More modern forms of art / craft went through similar waves. Photography started with taking a picture of your family, then iconic photo shoots blended form and function, and now we have breathtaking possibility (HDR photography, DSLR-quality photos in your iPhone). Automobiles went from “it will get you from point A to B” to the rise of beautiful, powerful European vehicles… to breathtaking innovation both in the form of modern EVs and luxury supercars.
All of these forms eventually reach a natural steady state:
The barriers to entry have collapsed: anyone can 3D print, invent flavors, or shoot professional-grade photos on their phone.
A new hierarchy emerges: the elite know each other’s work (Michelin-starred chefs, Ferrari engines, bespoke clothing...). Luxury develops its own set of tells.
Or to quote Ratatouille:
We’re similarly speedrunning this with software:
1940 – 1990: the engineering era (get it working)

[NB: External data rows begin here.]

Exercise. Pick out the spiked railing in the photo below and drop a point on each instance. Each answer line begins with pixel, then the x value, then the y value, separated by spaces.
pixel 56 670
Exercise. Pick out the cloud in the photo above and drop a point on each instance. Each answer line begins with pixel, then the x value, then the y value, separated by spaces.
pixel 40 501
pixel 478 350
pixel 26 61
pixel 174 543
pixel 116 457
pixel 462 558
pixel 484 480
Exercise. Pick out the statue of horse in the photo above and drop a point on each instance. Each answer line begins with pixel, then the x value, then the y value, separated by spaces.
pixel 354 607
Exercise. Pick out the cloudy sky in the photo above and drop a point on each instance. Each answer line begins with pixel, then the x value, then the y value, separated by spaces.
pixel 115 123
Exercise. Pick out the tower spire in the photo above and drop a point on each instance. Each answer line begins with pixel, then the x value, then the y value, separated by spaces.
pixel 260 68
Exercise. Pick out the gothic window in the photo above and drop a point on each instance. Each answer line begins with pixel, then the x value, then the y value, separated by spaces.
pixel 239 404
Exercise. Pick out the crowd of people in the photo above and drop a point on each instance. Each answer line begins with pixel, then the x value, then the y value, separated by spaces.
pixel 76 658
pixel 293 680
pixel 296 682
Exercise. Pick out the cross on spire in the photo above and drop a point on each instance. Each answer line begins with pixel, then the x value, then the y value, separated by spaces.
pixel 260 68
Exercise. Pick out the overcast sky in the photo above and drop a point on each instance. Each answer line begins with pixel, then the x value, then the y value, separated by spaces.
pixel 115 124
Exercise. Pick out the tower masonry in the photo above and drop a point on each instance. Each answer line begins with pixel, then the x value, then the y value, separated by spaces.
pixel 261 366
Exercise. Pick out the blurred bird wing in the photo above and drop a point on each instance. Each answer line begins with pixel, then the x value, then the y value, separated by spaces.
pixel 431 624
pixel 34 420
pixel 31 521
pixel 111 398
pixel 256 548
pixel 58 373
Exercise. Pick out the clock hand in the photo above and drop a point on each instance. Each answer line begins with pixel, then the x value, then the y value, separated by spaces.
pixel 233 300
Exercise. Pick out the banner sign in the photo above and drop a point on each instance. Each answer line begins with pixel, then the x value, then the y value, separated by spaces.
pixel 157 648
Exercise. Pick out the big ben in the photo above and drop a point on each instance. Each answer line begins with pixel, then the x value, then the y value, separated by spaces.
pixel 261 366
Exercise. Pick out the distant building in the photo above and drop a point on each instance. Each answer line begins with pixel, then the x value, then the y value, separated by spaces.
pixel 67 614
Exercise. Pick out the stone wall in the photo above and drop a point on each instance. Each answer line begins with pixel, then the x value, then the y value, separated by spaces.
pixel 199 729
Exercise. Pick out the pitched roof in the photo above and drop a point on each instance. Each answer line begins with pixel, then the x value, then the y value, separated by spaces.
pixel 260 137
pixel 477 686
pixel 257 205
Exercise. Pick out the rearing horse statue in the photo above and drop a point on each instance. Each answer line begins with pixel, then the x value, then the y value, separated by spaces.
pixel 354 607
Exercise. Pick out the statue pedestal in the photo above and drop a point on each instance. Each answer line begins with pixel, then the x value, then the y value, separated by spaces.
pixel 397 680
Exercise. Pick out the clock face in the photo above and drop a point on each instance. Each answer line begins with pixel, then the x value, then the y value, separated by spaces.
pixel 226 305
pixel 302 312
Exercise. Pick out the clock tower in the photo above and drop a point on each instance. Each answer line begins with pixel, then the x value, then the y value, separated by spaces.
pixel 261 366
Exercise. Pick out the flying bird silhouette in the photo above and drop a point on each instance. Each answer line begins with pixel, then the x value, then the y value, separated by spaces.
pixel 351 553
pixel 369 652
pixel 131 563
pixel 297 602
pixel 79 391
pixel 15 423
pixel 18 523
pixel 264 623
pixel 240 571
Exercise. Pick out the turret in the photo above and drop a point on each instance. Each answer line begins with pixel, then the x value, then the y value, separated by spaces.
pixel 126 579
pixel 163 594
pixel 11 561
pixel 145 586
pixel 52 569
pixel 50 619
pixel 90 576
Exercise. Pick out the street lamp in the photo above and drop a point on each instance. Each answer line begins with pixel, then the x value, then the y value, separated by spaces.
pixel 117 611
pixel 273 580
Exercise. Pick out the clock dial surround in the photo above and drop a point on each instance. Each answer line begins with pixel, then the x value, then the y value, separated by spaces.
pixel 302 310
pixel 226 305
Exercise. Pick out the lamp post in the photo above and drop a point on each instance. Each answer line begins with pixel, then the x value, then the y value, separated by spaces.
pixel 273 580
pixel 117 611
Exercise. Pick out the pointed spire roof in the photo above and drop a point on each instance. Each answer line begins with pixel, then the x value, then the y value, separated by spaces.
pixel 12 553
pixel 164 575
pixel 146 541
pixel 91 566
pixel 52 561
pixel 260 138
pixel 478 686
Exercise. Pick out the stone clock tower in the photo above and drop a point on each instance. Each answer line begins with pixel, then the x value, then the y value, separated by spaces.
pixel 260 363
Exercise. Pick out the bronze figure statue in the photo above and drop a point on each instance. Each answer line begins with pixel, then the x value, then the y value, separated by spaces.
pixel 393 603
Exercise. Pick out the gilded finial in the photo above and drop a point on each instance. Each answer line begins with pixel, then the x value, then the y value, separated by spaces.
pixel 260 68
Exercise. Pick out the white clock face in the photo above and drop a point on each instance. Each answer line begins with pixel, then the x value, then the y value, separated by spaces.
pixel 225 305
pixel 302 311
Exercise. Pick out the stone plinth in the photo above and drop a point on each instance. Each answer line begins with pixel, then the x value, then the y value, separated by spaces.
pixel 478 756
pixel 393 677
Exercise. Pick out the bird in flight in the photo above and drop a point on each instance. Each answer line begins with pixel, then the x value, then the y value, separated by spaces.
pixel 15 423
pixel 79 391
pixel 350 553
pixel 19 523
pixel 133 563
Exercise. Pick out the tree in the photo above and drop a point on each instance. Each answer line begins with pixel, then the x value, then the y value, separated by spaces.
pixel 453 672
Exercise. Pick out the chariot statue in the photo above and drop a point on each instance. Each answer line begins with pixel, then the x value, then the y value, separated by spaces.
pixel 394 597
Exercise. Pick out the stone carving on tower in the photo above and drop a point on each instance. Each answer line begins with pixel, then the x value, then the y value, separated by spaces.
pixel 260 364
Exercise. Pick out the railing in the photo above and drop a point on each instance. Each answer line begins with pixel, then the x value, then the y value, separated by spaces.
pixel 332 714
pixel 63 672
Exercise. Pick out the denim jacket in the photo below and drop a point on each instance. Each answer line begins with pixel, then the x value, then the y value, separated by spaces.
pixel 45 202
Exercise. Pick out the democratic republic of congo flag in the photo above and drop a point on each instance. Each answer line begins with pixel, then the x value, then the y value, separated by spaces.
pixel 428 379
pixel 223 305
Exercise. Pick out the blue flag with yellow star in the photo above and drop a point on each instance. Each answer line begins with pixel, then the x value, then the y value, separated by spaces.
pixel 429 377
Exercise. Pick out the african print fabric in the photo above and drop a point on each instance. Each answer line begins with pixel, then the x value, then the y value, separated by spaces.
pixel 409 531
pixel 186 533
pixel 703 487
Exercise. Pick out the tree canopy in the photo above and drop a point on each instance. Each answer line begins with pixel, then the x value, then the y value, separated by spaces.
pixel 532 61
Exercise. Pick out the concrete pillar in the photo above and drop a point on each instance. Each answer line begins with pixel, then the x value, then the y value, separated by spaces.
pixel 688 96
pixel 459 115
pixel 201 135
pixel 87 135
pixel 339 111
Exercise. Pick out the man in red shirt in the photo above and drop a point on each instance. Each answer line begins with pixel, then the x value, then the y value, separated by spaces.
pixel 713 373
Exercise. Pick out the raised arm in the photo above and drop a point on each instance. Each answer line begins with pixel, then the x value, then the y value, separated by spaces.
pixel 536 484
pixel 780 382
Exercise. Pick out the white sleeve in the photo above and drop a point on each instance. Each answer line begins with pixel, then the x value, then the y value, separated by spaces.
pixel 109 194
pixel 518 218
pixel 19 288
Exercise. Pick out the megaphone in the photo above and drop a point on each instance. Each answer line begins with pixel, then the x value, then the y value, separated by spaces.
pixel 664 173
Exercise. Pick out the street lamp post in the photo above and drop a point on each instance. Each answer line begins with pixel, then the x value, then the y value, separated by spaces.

1990 – 2020: the usability era (form + function)
2020+: the breathtaking era (functional art)
In the last few years we’ve started seeing the rise of truly beautiful software (a non-exclusive list of examples: Linear, Notion, Mercury visually; Ramp, Cursor, Superhuman in reinventing intuitive workflows; Rippling, Zapier in ambitious architecture). I think this is just the initial wave. All these companies were formed in the last ~10 years.
It’s pretty clear to me that software is making that leap from functional → form + function → art form.
As with all functional art forms, the frontier is defined by software that expands what’s possible, and by software that makes you *feel*. And every so often… you find one that does both.